Are there many foreigners benefiting from social assistance in France?

Are there many foreigners benefiting from social assistance in France

The immigration bill concluded by the joint committee adopted the tightening of the criteria for foreigners’ access to social assistance. But are many legal foreigners receiving family allowances?

After disagreements over measures to regularize foreigners, the immigration bill came up against another obstacle: the criteria for paying social assistance to foreigners in a legal situation. The subject had, however, been the subject of long hours of negotiations between the majority and the right the week preceding the start of the joint committee (CMP).
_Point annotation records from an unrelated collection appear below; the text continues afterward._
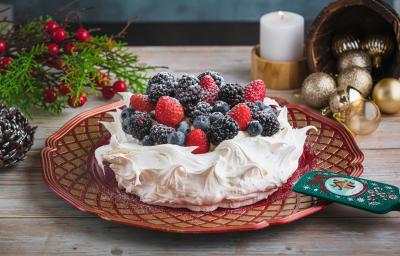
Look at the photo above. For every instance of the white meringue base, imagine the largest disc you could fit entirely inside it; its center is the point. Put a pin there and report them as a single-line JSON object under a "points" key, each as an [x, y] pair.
{"points": [[238, 172]]}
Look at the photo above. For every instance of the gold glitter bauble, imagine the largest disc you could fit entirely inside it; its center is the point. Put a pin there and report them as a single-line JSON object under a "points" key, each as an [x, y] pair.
{"points": [[378, 47], [386, 95], [362, 117], [354, 58], [358, 78], [317, 88], [345, 42]]}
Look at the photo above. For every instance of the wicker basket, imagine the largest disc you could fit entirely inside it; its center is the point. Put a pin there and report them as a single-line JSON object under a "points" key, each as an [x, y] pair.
{"points": [[352, 16]]}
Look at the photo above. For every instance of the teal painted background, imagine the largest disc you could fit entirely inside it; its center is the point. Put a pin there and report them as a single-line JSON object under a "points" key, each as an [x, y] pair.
{"points": [[174, 10]]}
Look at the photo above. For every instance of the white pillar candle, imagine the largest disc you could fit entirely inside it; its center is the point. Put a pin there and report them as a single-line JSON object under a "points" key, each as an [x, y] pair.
{"points": [[282, 36]]}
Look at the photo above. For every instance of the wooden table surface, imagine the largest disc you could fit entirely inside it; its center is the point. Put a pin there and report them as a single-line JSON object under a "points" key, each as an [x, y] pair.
{"points": [[35, 221]]}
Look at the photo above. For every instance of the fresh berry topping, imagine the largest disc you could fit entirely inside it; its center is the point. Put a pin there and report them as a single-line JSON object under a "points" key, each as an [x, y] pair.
{"points": [[241, 114], [127, 113], [215, 116], [50, 26], [223, 129], [159, 133], [119, 86], [138, 125], [162, 78], [197, 137], [231, 94], [219, 80], [210, 89], [269, 122], [158, 90], [201, 122], [202, 108], [188, 91], [82, 35], [183, 127], [254, 91], [147, 141], [107, 92], [254, 128], [169, 111], [50, 95], [221, 106], [64, 90], [176, 138], [141, 103], [58, 34]]}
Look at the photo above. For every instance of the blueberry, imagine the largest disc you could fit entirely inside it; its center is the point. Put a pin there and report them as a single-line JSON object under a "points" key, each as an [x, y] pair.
{"points": [[147, 141], [215, 116], [176, 138], [183, 127], [254, 128], [127, 113], [221, 106], [201, 122]]}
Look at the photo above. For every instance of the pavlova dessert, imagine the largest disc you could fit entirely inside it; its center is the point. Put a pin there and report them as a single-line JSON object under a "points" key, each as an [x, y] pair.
{"points": [[200, 143]]}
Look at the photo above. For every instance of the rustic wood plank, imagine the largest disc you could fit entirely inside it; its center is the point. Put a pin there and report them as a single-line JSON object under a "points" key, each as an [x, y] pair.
{"points": [[64, 236]]}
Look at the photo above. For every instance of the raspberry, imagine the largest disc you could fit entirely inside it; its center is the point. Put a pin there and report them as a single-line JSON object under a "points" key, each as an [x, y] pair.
{"points": [[231, 94], [188, 91], [223, 129], [141, 103], [219, 80], [138, 125], [169, 111], [241, 114], [210, 89], [202, 108], [254, 91], [159, 133], [198, 138], [165, 78], [269, 122], [159, 90]]}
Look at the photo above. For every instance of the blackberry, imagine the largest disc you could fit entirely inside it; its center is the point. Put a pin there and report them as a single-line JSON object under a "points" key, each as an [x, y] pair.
{"points": [[223, 129], [202, 108], [269, 122], [219, 80], [231, 94], [188, 91], [138, 125], [221, 106], [127, 113], [159, 133], [159, 90], [165, 78]]}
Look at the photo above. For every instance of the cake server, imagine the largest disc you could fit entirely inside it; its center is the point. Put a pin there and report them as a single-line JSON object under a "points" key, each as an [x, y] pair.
{"points": [[360, 193]]}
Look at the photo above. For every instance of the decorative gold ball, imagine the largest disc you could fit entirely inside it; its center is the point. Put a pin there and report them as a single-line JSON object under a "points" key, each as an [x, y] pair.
{"points": [[358, 78], [386, 95], [362, 117], [354, 58], [317, 88]]}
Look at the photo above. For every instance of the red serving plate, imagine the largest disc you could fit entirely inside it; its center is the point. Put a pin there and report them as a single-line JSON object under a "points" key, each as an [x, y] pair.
{"points": [[70, 170]]}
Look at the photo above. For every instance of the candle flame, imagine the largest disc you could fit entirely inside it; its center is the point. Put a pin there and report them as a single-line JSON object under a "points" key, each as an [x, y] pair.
{"points": [[281, 14]]}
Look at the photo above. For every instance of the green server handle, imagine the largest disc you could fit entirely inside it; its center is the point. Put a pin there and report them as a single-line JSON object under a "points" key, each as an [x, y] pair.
{"points": [[360, 193]]}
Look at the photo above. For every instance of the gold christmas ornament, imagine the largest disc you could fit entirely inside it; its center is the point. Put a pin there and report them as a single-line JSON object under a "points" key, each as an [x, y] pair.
{"points": [[386, 95], [358, 78], [378, 47], [362, 117], [317, 88], [345, 42], [354, 58]]}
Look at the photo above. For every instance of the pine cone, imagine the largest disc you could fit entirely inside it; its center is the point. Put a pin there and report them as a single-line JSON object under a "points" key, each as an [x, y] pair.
{"points": [[16, 136]]}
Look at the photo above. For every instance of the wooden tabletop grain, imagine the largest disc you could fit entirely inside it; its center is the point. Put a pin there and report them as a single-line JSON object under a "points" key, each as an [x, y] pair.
{"points": [[35, 221]]}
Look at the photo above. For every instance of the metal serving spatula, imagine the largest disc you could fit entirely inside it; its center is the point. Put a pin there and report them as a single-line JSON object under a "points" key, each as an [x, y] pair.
{"points": [[360, 193]]}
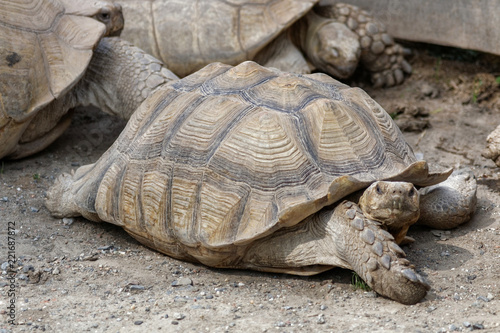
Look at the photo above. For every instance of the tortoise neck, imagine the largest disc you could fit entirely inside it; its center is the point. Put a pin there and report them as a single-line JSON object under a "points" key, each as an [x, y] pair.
{"points": [[119, 78]]}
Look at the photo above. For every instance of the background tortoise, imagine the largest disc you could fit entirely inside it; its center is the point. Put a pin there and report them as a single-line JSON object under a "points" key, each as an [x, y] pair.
{"points": [[238, 166], [467, 24], [46, 47], [188, 35]]}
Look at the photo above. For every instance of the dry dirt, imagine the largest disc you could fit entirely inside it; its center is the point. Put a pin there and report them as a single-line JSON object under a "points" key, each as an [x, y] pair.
{"points": [[82, 276]]}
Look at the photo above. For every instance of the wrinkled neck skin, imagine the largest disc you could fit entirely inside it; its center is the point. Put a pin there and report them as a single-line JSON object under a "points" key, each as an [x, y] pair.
{"points": [[330, 46], [119, 78]]}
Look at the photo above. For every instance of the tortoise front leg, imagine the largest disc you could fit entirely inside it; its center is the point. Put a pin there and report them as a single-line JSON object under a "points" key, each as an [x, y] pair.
{"points": [[342, 237]]}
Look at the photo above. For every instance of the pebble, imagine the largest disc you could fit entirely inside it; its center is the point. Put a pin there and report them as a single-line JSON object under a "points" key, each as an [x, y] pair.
{"points": [[445, 254], [182, 282], [431, 308], [68, 221], [136, 287], [179, 316]]}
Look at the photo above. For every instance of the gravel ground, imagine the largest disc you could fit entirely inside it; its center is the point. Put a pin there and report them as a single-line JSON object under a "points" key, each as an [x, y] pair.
{"points": [[72, 274]]}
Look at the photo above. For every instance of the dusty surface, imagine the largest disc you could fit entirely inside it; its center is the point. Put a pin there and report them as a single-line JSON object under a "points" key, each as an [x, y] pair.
{"points": [[81, 276]]}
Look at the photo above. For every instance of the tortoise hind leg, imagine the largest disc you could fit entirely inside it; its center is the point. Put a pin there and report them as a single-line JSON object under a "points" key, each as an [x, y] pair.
{"points": [[342, 237], [450, 203]]}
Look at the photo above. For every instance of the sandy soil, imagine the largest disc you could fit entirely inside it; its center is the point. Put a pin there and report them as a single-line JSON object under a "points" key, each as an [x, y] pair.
{"points": [[82, 276]]}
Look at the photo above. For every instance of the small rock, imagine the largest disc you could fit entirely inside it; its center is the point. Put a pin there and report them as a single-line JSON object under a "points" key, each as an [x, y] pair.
{"points": [[445, 254], [431, 308], [136, 287], [429, 91], [182, 282], [478, 326], [179, 316], [28, 268], [437, 233]]}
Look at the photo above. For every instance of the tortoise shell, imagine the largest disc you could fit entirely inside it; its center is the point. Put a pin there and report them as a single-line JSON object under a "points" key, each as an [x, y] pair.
{"points": [[228, 155], [187, 35]]}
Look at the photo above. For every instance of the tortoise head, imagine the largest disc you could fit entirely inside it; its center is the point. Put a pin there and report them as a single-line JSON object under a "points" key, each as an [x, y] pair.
{"points": [[395, 204], [111, 15], [333, 48]]}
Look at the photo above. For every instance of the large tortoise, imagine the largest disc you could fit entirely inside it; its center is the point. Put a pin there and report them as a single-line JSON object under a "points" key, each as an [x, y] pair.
{"points": [[244, 167], [292, 35], [48, 66]]}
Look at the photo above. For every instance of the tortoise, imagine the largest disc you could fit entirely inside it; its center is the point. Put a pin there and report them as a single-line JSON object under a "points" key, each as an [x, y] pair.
{"points": [[46, 47], [412, 21], [250, 167], [292, 35]]}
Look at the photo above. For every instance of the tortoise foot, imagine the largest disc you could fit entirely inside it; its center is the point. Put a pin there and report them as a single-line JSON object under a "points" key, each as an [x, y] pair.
{"points": [[376, 258]]}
On the one hand the majority assured that they wanted to better regulate social assistance while paying workers and supporting foreign students, on the other hand the right’s policy was to tighten access to social assistance. Despite the speeches of elected officials promising to “not give in”, the two camps found common ground and an agreement was reached in CMP on the bill. Result: access to social assistance has been tightened.

The efforts made by the right to win their case have been such that these social benefits appear to be a financial pit. However, if theINSEE has 5.3 million foreign people – and another 2.5 million immigrants who have acquired French nationality – living in France in 2022, only 10% of households of foreign nationals, European or non-European, benefit from one or several social benefits (family allowances, housing assistance such asPLA or the RSA) according to the National Family Allowance Fund (Cnaf). Far from being the biggest sources of expenditure in terms of family allowances. Relative to 39.7 billion euros spent in 2022 for all social benefits, those allocated to foreigners only represent 13% according to the Cnaf, or a little more than 5 billion euros.
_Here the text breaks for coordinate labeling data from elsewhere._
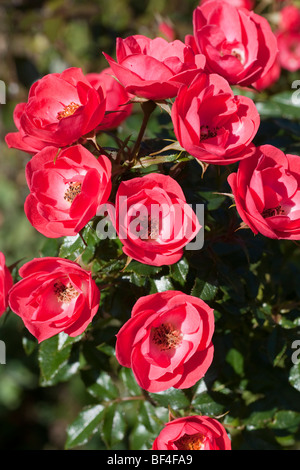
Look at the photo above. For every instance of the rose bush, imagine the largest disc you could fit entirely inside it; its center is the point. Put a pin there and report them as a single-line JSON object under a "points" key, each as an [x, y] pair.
{"points": [[266, 193], [154, 351], [241, 49], [153, 220], [65, 189], [61, 108], [193, 433], [118, 106], [167, 341], [289, 50], [213, 124], [154, 68], [6, 283], [54, 295]]}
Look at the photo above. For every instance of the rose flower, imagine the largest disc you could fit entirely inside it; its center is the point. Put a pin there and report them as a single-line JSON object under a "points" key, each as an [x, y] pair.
{"points": [[6, 283], [66, 189], [154, 68], [193, 433], [238, 44], [167, 341], [213, 124], [266, 190], [153, 220], [55, 295], [61, 108]]}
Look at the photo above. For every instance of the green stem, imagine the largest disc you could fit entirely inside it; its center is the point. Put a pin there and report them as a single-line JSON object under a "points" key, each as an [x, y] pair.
{"points": [[147, 107]]}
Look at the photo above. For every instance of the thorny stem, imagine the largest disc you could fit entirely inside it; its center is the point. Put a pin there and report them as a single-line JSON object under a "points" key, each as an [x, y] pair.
{"points": [[147, 107]]}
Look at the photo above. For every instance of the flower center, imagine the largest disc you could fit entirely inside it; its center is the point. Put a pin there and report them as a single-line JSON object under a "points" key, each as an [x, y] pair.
{"points": [[190, 442], [73, 190], [273, 211], [68, 110], [149, 228], [65, 293], [207, 133], [166, 336]]}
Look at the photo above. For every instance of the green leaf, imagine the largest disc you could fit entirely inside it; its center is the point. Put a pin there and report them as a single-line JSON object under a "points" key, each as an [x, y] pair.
{"points": [[204, 290], [83, 244], [129, 381], [100, 385], [142, 269], [85, 425], [175, 398], [161, 285], [294, 376], [282, 104], [113, 426], [179, 271], [140, 438], [236, 360], [204, 404], [56, 359]]}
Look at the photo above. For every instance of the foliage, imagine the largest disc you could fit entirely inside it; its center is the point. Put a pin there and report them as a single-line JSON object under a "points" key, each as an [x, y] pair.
{"points": [[251, 282]]}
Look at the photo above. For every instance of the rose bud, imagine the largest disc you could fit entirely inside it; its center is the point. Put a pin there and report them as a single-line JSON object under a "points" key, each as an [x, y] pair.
{"points": [[61, 108], [167, 341], [238, 44], [193, 433], [55, 295], [213, 124], [267, 195], [153, 220], [66, 189], [6, 283], [154, 68]]}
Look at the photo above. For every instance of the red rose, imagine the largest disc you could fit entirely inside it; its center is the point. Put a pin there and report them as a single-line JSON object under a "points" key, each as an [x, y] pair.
{"points": [[249, 4], [153, 220], [167, 341], [289, 50], [266, 192], [211, 123], [55, 295], [118, 107], [238, 44], [6, 283], [193, 433], [65, 190], [154, 68], [61, 108]]}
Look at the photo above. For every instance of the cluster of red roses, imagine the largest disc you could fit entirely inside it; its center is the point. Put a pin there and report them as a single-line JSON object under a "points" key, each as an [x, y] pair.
{"points": [[168, 339]]}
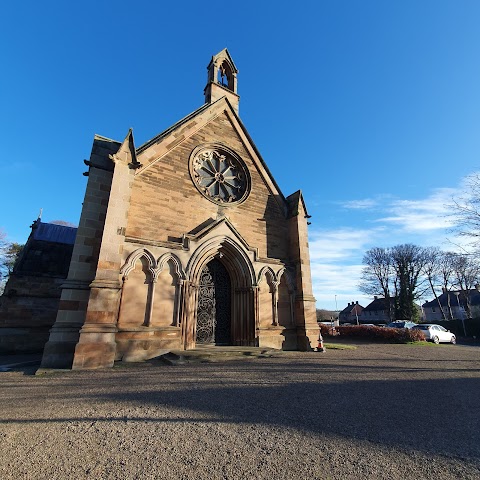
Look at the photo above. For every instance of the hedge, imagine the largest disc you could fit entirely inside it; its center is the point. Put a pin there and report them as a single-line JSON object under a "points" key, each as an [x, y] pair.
{"points": [[394, 335]]}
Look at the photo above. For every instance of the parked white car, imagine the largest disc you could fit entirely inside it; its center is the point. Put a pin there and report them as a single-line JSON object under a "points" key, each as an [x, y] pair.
{"points": [[436, 333]]}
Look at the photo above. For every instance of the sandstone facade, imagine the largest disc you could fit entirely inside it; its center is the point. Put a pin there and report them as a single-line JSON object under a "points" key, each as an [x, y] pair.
{"points": [[184, 240]]}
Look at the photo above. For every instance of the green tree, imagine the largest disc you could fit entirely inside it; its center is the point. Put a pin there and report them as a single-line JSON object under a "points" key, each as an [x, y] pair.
{"points": [[9, 252]]}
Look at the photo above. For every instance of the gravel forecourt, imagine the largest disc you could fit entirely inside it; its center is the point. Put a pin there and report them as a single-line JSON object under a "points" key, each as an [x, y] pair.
{"points": [[379, 411]]}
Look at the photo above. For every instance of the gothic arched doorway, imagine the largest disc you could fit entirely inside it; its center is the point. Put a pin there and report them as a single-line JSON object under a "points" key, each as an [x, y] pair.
{"points": [[214, 305]]}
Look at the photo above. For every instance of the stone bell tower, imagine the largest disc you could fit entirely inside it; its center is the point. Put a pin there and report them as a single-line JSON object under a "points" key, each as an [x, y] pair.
{"points": [[222, 79]]}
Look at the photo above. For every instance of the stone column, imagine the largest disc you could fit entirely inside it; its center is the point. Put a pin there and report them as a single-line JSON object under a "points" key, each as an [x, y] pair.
{"points": [[64, 335], [305, 311]]}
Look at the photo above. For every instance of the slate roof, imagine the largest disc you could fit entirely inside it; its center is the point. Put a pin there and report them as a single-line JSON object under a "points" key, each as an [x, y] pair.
{"points": [[378, 304], [474, 295], [50, 232]]}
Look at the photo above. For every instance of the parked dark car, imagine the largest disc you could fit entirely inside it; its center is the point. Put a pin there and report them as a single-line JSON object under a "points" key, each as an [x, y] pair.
{"points": [[436, 333], [401, 324]]}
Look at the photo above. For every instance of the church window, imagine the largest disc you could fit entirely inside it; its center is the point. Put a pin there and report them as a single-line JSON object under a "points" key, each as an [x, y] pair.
{"points": [[219, 174]]}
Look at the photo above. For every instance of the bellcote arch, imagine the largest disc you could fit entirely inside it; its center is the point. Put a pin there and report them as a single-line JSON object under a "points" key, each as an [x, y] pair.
{"points": [[219, 174]]}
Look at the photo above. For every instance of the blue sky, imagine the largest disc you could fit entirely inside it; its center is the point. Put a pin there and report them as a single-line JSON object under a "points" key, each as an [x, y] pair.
{"points": [[372, 108]]}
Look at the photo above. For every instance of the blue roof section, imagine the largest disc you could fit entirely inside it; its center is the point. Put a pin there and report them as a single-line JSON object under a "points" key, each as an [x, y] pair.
{"points": [[50, 232]]}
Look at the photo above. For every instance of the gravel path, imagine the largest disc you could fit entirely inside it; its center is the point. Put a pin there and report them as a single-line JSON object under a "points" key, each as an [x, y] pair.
{"points": [[380, 411]]}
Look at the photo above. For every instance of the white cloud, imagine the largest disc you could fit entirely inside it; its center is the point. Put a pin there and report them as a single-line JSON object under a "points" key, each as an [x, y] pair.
{"points": [[364, 204], [336, 254]]}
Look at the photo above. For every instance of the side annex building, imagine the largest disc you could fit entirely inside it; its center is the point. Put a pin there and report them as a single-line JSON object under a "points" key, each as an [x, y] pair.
{"points": [[182, 241]]}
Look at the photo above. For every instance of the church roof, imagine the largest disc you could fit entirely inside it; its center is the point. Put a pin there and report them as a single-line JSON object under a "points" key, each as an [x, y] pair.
{"points": [[163, 134], [51, 232]]}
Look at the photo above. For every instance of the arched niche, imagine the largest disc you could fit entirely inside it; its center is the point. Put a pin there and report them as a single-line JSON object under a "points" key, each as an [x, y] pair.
{"points": [[242, 277], [169, 278], [266, 297], [138, 275], [225, 75], [284, 309]]}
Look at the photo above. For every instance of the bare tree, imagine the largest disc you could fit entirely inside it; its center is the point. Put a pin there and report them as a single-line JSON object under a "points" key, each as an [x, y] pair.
{"points": [[378, 276], [466, 270], [408, 262], [395, 273], [431, 270], [446, 277], [465, 211]]}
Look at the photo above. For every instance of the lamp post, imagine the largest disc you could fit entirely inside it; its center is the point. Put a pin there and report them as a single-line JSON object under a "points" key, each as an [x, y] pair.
{"points": [[457, 294], [336, 311]]}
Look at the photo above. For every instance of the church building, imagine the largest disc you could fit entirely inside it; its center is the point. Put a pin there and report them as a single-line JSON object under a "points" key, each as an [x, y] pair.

The share of social assistance paid to foreigners, already in the minority, could fall further if the immigration bill is adopted in Parliament. According to the measures voted in CMP, foreigners who do not work should only receive aid after 5 years spent in France, a policy already applied for RSA but which would be generalized to all aids. Foreigners exercising an activity would have to wait 30 months, or two and a half years, before being able to claim social assistance. Currently, the waiting period is only a few months for most aid. Only personalized housing assistance (APL) should be accessible earlier for working foreigners: three months after their arrival. As for aid for disabled people, it should be the only one to be more easily paid to the foreigners concerned.
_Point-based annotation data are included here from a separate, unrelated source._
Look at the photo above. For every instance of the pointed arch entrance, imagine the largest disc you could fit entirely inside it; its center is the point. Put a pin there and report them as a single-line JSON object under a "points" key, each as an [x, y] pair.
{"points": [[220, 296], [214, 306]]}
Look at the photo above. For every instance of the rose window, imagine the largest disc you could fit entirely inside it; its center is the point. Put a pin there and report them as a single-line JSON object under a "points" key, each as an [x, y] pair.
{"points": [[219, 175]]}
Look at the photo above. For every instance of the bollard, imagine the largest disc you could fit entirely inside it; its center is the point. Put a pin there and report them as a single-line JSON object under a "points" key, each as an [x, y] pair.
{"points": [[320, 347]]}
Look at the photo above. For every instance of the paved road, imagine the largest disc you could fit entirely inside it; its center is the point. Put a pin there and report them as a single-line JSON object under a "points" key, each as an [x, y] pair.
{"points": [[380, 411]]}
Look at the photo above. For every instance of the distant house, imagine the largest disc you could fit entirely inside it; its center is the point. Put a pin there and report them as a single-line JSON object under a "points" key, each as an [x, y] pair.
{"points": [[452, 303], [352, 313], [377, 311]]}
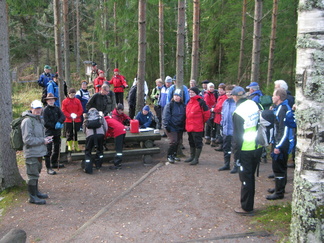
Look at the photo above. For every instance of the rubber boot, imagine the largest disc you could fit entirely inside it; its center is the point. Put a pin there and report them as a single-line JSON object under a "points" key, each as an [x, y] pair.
{"points": [[76, 146], [69, 143], [39, 194], [192, 154], [195, 161], [280, 188]]}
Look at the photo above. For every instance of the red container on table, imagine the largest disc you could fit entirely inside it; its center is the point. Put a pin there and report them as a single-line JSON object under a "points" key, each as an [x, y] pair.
{"points": [[134, 126]]}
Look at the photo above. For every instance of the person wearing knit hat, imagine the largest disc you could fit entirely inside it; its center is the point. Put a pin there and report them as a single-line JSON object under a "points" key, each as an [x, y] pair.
{"points": [[197, 113], [120, 84], [144, 117]]}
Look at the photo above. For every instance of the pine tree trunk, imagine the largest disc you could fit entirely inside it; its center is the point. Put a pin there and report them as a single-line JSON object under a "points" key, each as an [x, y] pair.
{"points": [[255, 67], [161, 39], [58, 50], [272, 41], [141, 54], [9, 173], [180, 43], [308, 200], [195, 41], [243, 32]]}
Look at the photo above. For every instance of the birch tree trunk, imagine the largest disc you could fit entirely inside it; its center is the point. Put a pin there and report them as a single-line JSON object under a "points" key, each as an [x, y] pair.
{"points": [[255, 67], [272, 41], [9, 173], [243, 32], [308, 197], [195, 41], [141, 54], [180, 44], [161, 39], [66, 42], [58, 49]]}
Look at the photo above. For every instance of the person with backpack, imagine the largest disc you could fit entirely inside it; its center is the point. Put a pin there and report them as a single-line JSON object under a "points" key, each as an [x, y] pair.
{"points": [[53, 122], [95, 127], [174, 116], [280, 144], [34, 148], [197, 113]]}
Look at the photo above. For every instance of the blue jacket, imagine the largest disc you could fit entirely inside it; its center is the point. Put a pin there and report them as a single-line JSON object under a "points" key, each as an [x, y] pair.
{"points": [[185, 96], [228, 109], [52, 87], [174, 116], [144, 121], [255, 96]]}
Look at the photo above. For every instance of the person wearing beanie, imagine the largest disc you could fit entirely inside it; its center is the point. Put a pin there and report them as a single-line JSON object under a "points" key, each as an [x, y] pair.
{"points": [[174, 115], [120, 84], [144, 117], [197, 113], [246, 152]]}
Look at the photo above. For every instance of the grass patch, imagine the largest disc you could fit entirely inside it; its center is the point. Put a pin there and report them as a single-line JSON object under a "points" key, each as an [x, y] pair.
{"points": [[274, 219]]}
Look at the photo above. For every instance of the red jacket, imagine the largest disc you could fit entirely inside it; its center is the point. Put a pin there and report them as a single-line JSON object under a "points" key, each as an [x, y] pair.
{"points": [[196, 114], [70, 106], [218, 108], [120, 117], [115, 128], [119, 83], [99, 81]]}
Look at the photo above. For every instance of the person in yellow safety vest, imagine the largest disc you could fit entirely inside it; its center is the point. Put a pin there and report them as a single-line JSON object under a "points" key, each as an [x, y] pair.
{"points": [[246, 152]]}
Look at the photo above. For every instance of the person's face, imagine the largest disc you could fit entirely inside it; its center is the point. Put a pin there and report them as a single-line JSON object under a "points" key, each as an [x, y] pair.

The Minister of the Interior welcomes this law, emphasizing this logic: “Those who work are helped, those who do not work are not.” The right is also satisfied, but it is the extreme right of Marine Le Pen which boasts of seeing some of its ideas included in the bill, in particular that of “national preference”. But not wanting to be attached to the National Rally, the minister recalled that “the difference in social benefits is not according to the status of people but according to their activity”: “It is the priority for workers, whether they are French or foreigners.